8. Loyalty: The more a wife loves her husband, the more unfaithful her husband is; The more a husband loves his wife, the more unfaithful she is to her husband.
9. Husband can't sleep, and his wife asks him what's wrong? Husband said: the boss invited them to drink coffee today. The wife said: Why do you drink coffee when you know you can't sleep? Husband said: I can't sleep without drinking things that don't cost money.
10, after a man and a woman met, the woman gave the man her home address and the man left the next day. When you walk to the door, the door will open automatically. The man walked to the end and saw two doors. The door on the left says "married" and the door on the right says "unmarried". Men walked into the door of "unmarried". Finally, there are two doors that say "experienced" and "inexperienced". Men walk into the door of "inexperience". At the end, there are two doors that say "more than five inches" and "less than five inches". The man walked into the door "less than five inches", looked around and found himself on his way back.
the second
1. At the mobile phone party, a mobile phone said, "I'm from Nokia." The other said, "I'm from Samsung." Another well-dressed man said, "I'm from Apple." Then a cell phone in the corner said, "Don't argue, I'm fake, and whoever I love is mine!" " "
2. I work in a hospital. One day, an earthquake happened. At this time, everyone went out. Only the old director of internal medicine calmly held the wall and took out two antihypertensive drugs ... he thought his blood pressure was very high.
It's snowing. Ordinary youth: "Ah, it's snowing, so white!" " "Literary youth:" Snow is as clean as jade, purifying the soul and spirit! Young man: Cao, God's poop is white!
The frog took a bottle of Erguotou to the tortoise's house to pray for the secret of longevity. The tortoise blew on the spout. He said slowly, "It's actually quite simple. No matter what happens, stick your head in first. "
Sima Guang patted Wang Anshi on the shoulder: "Fu Jie, fight with me? You are still too young. " Wang Anshi calmly replied, "What's the big deal? Isn't it just smashing a water tank? I'm sure I will do the same. I just have one less chance than you. " There are two cold lights in Sima Guang's eyes: "Opportunities are created by ourselves. You only know that the old man smashed the jar, but you don't know how the child fell in? "
6, it is above 40 degrees Celsius every day, and I have to go out to run business. It is true that the barbecue industry has developed rapidly, and now it has developed to every household.
7. A black man was bitten by lice. He blew out the candle and said, let you never see me again.
8. Director Zhang gave a speech, and the audience was full of people, which quickly drowned out the director's voice. The director was very unhappy and was about to get angry when a young man stood up and shouted, "Everybody stop arguing!" " "The whole room suddenly quiet down. The director was very moved: after all, there is a bosom friend! The young man went on to say, "You made me wake up! "

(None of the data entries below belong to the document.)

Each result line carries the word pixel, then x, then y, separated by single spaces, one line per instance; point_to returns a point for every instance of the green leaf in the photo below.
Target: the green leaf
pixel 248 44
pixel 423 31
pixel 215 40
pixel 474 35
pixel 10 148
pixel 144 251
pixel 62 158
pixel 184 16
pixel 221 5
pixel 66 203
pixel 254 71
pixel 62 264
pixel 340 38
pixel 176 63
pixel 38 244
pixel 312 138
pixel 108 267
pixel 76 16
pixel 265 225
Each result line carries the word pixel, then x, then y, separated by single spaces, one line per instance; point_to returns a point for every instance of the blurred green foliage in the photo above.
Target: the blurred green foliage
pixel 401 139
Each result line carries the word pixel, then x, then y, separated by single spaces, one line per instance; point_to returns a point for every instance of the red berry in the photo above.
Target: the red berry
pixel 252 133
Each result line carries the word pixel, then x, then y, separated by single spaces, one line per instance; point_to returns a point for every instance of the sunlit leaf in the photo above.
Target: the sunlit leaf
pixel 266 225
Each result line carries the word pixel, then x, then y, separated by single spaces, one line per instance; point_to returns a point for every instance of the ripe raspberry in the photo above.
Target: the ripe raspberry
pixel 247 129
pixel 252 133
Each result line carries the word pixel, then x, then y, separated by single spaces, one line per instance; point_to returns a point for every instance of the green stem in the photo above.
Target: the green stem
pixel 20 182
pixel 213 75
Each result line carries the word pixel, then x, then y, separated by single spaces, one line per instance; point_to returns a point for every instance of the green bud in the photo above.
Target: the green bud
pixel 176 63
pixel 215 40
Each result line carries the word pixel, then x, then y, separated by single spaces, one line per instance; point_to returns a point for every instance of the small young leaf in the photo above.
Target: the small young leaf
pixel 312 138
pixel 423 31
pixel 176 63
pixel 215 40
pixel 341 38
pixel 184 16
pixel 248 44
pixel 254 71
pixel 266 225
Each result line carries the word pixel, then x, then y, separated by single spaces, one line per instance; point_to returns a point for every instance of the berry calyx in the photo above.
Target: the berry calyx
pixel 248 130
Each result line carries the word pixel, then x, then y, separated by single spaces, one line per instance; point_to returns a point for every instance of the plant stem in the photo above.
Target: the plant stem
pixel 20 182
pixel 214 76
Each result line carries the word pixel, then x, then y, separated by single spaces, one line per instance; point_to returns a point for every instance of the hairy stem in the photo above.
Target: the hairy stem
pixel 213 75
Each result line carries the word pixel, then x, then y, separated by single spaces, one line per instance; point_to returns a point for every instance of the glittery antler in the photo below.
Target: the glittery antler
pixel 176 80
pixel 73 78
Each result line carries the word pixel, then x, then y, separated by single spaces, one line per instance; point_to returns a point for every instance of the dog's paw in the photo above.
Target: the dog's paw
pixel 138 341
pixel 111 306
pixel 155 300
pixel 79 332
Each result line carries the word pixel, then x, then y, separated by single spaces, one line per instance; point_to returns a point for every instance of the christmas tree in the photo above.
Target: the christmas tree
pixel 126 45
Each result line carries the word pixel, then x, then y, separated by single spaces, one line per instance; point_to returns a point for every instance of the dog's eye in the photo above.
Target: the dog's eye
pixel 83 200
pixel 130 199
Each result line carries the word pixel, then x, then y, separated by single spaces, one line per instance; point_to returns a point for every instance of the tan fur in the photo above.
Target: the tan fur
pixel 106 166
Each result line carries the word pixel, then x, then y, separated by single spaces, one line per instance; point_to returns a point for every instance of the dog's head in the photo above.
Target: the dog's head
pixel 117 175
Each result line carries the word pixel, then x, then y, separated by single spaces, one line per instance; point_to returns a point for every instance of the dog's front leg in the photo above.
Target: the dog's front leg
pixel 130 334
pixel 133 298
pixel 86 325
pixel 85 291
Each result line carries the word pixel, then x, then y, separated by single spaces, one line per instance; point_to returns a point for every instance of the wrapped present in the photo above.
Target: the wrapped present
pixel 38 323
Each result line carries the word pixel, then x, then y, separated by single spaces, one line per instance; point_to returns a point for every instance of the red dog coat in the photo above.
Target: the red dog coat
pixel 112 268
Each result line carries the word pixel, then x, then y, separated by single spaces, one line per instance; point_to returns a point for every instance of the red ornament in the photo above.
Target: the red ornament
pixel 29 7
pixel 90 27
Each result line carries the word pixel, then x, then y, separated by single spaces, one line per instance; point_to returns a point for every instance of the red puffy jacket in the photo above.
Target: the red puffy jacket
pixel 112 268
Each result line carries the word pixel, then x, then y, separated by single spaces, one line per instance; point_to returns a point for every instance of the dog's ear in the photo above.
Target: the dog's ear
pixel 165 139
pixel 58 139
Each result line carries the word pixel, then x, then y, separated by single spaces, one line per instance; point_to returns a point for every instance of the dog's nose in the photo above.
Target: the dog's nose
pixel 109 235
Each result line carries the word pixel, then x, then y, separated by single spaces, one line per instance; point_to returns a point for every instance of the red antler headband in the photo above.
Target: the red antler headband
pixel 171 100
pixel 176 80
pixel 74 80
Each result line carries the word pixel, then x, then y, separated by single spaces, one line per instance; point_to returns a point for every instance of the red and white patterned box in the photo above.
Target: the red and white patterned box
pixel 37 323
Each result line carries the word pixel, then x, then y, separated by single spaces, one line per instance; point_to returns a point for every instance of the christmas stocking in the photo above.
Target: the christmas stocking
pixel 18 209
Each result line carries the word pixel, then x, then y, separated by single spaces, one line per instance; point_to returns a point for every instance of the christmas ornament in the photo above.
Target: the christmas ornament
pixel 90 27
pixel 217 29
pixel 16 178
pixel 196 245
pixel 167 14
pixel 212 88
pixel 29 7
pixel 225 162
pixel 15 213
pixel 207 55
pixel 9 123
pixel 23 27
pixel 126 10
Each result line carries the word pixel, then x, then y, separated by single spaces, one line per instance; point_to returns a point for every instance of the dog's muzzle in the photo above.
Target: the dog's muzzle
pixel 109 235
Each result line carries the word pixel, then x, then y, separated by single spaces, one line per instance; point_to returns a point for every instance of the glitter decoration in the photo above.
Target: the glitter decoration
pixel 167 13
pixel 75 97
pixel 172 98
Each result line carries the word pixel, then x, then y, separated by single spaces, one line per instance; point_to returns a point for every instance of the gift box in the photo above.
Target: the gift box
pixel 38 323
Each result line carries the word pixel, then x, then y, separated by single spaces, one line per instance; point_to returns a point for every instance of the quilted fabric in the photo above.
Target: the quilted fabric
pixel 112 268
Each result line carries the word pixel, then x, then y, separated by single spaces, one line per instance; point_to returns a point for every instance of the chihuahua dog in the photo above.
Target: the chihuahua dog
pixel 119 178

9. I chatted with a MM by chance today. I asked her what she looked like, and she said 168, long hair. I asked if I could be more specific. She said it was not specific? I said, sure, find a mop of 168 and turn it upside down. Isn't it just like you? ! Then she knocked me out. ...
10, American diplomatic delegation visited the Soviet Union, and Soviet reception officials accompanied them to visit the great achievements of construction, and proudly said: By the next five-year plan, every Soviet family can have a private jet! The Americans were surprised and asked, What do they need a plane for? Su Xiu officials said: Of course it works! For example, if you hear in Moscow that Leningrad has started to supply bread, you can fly to the queue immediately.